On the 21st of July I had a 10-hour surgical procedure to remove the head of my pancreas. I’m sure it was a very long day for my family, but I felt I flew through the surgery. I spent 17 days in Christchurch hospital and was amazed as to how well the pain was managed and I didn’t find the surgery too painful (there were some pretty powerful drugs on board) . The main waiting time was for all my re-plumbing to work again. The results after surgery were that the tumour was removed with clear margins, but cancer showed in 3 lymph nodes.

After 17 days I was discharged to recover at the home of my youngest son and daughter-in-law and their young family. At the end of August, I began my chemotherapy regime. The first round was pretty awful, and I didn’t leave my bed for 3 days. I had some facial swelling, some diarrhea which was manageable but very wearying, mild nausea and some chest pain. I had pretty much decided I would stop the chemotherapy and met with the oncologist after 10 days. The oncologist felt the side effects were at the severe end of the spectrum so it was decided to dial the dose down by 20%. I then moved back to my own home with caregivers in place  as I felt the children didn’t need to be exposed daily to "sick Nana in the bedroom". I continued then to have 10 more rounds. The side effects were nowhere near as severe. After 9 rounds I had a CT scan which showed no sign of any recurrence or metastases. After the 11th round, it was decided that I should stop the treatment as I had side effects of neuropathy in my hands and feet. The following CT scan showed no recurrence or metastases. I was discharged from the care of the oncologist and referred back to my GP for follow up.
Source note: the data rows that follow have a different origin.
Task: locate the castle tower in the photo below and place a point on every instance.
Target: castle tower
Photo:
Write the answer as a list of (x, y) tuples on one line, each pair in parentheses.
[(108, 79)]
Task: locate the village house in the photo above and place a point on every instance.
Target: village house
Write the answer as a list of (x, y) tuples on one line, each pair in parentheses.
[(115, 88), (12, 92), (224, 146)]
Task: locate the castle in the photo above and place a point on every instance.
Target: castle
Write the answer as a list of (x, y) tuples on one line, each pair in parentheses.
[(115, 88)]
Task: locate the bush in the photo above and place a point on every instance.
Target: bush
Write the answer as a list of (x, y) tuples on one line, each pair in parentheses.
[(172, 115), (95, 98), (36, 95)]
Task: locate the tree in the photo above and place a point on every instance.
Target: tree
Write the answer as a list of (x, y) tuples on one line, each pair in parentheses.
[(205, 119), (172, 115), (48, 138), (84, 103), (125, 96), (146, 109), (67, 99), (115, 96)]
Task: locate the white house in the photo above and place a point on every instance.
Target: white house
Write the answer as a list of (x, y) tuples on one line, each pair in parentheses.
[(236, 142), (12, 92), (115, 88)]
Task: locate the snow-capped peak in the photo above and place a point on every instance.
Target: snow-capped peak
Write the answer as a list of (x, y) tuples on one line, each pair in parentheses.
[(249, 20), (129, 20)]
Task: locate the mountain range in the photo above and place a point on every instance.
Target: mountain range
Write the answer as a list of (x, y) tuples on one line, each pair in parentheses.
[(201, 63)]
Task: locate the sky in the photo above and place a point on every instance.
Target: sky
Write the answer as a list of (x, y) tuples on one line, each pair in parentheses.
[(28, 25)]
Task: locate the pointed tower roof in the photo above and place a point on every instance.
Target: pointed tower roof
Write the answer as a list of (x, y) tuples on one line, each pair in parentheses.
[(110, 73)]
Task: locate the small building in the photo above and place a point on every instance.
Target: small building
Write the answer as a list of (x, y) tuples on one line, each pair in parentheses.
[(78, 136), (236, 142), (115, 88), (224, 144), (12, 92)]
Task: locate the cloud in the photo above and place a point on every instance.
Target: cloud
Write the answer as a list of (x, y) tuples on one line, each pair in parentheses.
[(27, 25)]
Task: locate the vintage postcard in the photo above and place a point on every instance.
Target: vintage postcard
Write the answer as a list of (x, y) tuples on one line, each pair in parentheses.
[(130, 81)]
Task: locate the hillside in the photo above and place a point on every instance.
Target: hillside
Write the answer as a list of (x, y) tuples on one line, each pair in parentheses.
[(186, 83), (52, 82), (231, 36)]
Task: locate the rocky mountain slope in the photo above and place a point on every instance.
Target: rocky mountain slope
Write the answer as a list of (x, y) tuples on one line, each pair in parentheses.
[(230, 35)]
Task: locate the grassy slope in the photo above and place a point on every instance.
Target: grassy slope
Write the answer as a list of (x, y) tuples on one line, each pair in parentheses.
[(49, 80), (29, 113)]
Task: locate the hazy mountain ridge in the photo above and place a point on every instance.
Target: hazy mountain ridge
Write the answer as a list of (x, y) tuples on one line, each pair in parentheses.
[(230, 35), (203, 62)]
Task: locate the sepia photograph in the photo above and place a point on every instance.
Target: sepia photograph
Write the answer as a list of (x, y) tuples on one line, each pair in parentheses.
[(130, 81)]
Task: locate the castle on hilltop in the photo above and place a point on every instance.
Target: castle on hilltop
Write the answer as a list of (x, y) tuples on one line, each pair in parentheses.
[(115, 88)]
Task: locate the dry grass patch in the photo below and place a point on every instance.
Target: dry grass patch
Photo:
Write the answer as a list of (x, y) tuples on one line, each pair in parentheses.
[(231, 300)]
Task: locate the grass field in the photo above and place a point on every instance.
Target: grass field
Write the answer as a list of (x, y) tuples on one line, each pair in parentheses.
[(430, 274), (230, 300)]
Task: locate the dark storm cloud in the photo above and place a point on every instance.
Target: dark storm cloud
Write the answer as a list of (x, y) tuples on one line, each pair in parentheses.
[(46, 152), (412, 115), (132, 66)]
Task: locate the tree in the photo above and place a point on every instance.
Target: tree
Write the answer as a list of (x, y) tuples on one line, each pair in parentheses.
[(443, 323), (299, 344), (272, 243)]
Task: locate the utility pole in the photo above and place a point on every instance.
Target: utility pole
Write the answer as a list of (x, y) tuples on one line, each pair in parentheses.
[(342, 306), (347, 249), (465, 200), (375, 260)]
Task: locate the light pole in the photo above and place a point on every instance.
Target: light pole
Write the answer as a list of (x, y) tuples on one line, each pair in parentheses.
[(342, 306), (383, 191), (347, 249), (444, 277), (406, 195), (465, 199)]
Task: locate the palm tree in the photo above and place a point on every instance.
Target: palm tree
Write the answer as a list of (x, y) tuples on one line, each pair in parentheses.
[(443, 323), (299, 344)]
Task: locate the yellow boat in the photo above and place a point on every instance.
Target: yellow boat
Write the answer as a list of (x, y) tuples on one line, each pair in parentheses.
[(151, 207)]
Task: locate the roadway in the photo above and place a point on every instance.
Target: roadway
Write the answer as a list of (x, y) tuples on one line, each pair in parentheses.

I was a little terrified that the only follow up on offer was 3 monthly blood tests, so I went privately to see my surgeon. He explained that these routine blood tests were the best way to monitor my progress, to keep a clear monitoring of my weight and to know my own body. I have just had a post chemo 3-month series of blood test which came back as all okay. So, the next step for me is to follow up with more blood tests in 3 months.

I consider myself to be one of the success stories of Pancreatic Cancer. The quick diagnosis from my GP and my initial hospital visit, the skills of the surgeon and the compassionate and thoughtful way the chemotherapy regime was decided and administered for me were all crucial to my recovery including the marvellous district nurses who called at my home to watch over my chemo infusions and care for my PICC line. As I live alone, it was decided by my family and friends that I was never to be alone at home throughout my whole treatment. Consequently, there was always someone here to do all the mundane but necessary tasks around my home. They took over all the running of my home and coaxed and cajoled me to eat when I didn’t feel like it. They drove me to my many treatments, listening to me when I had meltdowns and supported me 100%. I truly feel my journey has been a real team effort.
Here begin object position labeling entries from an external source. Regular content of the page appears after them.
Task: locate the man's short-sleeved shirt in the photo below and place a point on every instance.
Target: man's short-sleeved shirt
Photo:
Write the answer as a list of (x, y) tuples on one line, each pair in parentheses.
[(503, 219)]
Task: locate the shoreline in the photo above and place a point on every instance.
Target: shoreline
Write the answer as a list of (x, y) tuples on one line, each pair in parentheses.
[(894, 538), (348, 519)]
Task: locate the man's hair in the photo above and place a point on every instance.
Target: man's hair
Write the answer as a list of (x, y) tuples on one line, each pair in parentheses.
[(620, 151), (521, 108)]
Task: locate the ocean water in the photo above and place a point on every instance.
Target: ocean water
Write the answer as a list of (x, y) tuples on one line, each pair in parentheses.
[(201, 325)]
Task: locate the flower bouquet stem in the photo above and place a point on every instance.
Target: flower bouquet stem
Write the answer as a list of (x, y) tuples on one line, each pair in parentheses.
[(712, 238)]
As a side point, I asked my GP recently has he had experience with another patient with Pancreatic Cancer before and he told me I was his first so I again told him I would be forever grateful to him for his diagnosis.

 The main point I want to make is that there is always hope. Hope that the symptoms of Pancreatic Cancer become more widely known, hope that people are educated not to ignore their own body’s symptoms and hope that we can find a cure for PC.